More of the same, until something really breaks, is a good prediction. Sarkozy the organ grinder will play furiously. Like an Indian mahout, he will even bring out the “ankus,” the goad. At the sharp end of the ankus are reminders of Germany’s behavior in World War II. The elephant will give out more coins and peanuts in greater quantities but with greater reluctance, and greater resentment for the crowd of client states that surround the center of Europe. In exchange, the crowd, and even France, will give up freedom, sovereignty, and independence. France does not like loss of sovereignty but believes it will always call the tune. The UK will congratulate itself for staying out of the euro and will refuse to sacrifice its own sovereignty to save the newish currency.

By helping us see how people in nation states see themselves, history helps us guess what they will do. But it does not tell us the results of their choices, which they themselves always fail to predict. After all, none of the EU, France, Germany, or Greece intended the Greek crisis or predicted it early enough to do anything to avoid it. How did that happen?

Descriptions of economic crises past reveal the historian’s perspective, bias, and even philosophy. The Great Depression makes a good example, over which commentators continue to fight. Was it caused or worsened by too much trade protection, too little Keynesian stimulus, a shrinking money supply, the bursting of the credit bubble that preceded it?

Soon there will be as many descriptions of the euro crisis.

I see that crisis and America’s subprime mortgage debacle as symptoms of the same contradiction, one that has strained most of the developed economies for decades and seems to be reaching some kind of limit now. The contradiction is between the love of state largesse and the limits of governments’ ability to raise revenue. That is not a very original observation, but in diverse countries and regions, the fallout from this strain takes surprisingly diverse and original forms.

The form of the fallout seems to depend on the particular weaknesses of a country’s institutions. In Greece, they overborrowed, overspent, cheated, lied to their creditors, and chronically failed to collect taxes due. In Germany they turned a blind eye, because European profligacy spurred Germany’s exports, and exporters had the ear of the German government.

More of the same, until something really breaks, is a good prediction.

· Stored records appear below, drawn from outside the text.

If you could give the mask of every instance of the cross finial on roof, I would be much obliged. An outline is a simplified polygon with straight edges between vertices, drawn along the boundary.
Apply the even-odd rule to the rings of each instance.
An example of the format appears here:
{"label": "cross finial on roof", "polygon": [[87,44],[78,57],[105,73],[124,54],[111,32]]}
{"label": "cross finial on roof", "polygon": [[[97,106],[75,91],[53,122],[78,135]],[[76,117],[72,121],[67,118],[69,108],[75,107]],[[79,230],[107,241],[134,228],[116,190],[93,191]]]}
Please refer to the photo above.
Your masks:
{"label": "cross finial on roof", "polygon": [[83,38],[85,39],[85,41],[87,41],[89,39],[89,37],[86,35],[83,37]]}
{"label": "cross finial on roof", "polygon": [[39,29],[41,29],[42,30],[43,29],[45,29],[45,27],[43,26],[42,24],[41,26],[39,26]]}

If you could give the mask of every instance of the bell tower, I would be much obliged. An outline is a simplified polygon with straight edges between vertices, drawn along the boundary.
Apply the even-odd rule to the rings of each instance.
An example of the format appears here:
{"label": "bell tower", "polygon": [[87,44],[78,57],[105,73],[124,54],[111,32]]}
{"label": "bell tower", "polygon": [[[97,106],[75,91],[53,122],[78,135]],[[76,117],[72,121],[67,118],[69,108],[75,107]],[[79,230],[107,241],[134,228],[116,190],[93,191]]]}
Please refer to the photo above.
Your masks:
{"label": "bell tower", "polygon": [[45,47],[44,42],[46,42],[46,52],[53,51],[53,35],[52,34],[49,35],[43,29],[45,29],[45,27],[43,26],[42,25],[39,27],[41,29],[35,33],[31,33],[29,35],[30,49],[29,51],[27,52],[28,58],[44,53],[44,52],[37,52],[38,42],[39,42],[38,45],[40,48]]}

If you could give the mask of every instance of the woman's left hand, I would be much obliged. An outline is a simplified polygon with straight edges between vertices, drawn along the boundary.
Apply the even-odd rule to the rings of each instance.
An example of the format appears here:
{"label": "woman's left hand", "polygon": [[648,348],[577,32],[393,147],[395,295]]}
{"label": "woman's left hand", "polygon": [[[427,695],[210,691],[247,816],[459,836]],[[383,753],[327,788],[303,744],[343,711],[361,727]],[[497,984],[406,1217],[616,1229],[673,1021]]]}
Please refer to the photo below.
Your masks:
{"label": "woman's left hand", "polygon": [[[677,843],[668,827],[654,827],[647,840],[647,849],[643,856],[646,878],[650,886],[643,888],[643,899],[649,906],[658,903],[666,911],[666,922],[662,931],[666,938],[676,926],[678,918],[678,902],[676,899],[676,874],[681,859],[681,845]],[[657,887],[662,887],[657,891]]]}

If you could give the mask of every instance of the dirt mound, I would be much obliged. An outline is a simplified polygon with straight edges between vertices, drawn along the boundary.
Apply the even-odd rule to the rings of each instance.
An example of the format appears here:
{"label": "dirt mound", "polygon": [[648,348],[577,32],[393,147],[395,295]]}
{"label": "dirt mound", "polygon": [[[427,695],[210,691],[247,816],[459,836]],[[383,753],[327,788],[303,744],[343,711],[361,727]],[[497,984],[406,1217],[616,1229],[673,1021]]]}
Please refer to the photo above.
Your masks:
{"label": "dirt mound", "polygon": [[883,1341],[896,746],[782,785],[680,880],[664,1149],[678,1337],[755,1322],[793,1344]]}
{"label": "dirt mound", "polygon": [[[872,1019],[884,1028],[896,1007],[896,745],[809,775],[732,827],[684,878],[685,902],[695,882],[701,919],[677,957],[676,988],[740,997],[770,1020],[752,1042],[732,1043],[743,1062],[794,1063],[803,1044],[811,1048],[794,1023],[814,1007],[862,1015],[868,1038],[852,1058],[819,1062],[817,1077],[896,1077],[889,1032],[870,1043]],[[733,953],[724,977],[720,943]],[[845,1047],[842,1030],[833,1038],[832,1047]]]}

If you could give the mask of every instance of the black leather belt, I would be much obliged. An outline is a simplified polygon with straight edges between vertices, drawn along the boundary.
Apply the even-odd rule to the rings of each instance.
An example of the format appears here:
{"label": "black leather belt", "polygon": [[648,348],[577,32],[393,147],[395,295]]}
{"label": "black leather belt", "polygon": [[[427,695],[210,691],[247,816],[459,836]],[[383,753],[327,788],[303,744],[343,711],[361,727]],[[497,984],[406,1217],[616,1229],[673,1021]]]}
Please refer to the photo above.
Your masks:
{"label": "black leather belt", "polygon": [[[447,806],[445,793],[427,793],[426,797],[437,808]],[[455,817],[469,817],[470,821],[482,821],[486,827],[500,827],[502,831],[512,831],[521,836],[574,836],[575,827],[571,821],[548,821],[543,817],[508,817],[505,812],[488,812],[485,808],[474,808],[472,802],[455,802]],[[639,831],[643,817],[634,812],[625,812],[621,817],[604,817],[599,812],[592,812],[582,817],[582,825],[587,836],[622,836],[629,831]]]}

In the United States we accepted war as an excuse for big deficits, and when the electorate showed resistance to faster growth of the welfare state, Congress contrived to finance it “off balance sheet” through Freddie Mac and Fannie Mae. And now the Great Recession gives us a reason to bail out financial institutions and automobile manufacturers and to print money (“monetary easing”).

In all these cases, the severity of the crises will partly depend on how and how thoroughly a state and its people fool themselves. The exact nature and severity of the crises are hard to predict. There may be cause for real fear.

I am afraid. For the first time in years, I feel financially insecure. I thought that, through work, good fortune, and saving, I had acquired financial security. Now I don’t know. Will quantitative easing cause high inflation? Will the markets where I store my wealth behave bearishly for long enough to beggar me before I die? Will the European crisis grow so deep and severe as to badly infect the world economy? Is Greece in effect a domino? I don’t know, but it’s falling. There will be no soft landing.